最初の電車で、五分くらいは留まっている。時間はたっぷりあった。
「駅弁と。飲み物と。限定品のグッズも買ってきました」
彼女。たのしそうだ。
それだけで、よかったのだと、思える。
「さあ。乗ろうか」
「あ、待って。その前に。さっきの続きを」
彼女。手を広げて、抱きつく予備動作。
「ここで?」
「誰も見てないよ?」
「しかたないなあ」
抱きつこうとして。
後ろに思いっきり。
引っ張られた。
後ろ。
「おまえ。俺の結婚式に出ないぐらいならいい。そこはいい。しかたないからな。だが、女と。いまおまえら、お前。ふざけんなよ」
親友がいた。
「い、いや。すまん。ええと。彼女と。出ていくよ。街を」
「お前さあ。その女性。誰だか分かって言ってんの?」
「あ?」
彼女。
びっくりして、固まっている。
「この子は。俺の。結婚相手」
「は?」
「女ふたりの結婚式なんだよ。俺と、彼女の」
「あ、そうだったのか。そういや結婚式も両方、今日だったもんな。全然気付かなかった」
親友。そういえば、親友も。女性だった。普段から異性として意識しないように心掛けていたので、あんまり気にしていなかったけど。
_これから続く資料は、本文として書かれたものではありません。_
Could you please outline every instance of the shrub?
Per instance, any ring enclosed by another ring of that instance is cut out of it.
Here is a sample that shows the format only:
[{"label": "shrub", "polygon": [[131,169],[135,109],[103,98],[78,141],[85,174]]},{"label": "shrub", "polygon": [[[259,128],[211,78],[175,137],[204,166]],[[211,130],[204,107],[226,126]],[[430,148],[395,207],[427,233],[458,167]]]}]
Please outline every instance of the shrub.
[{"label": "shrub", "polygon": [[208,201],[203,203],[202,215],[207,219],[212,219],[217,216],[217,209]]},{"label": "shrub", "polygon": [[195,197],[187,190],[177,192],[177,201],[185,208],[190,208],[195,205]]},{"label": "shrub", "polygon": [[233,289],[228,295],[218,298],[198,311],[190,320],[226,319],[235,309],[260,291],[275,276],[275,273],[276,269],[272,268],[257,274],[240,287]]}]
「はあ。まあ、いいよ。親友のよしみでそこは、まあ、許してやる。行きな」
電車。そろそろ、出発の時間。
彼女と、ふたりで乗って。
入り口で親友を見つめる。
「じゃあな。もう、会うこともないだろうけど」
親友。
絶望的な感情を、抑えこんで。笑顔を、作っている。
「好きだったよ。ずっと」
心が、いたんだ。
彼女と親友が、結婚するはずだったのに。自分の存在が、彼女と、親友の将来を。歪めた。
「すまん」
「なにが」
「おまえの結婚相手を。好きな人間を。奪っちまった」
「ばかだな。だからお前はばかなんだ」
親友。涙。
「俺が好きなのはなあ。お前だよ。お前。ずっと好きだったのに。お前は、勝手に街を出ていきやがる。くそっ。好きだったよ。ずっと。ずっと一緒にいられると。思って、たのに」
ドアが閉まるときの、独特の音。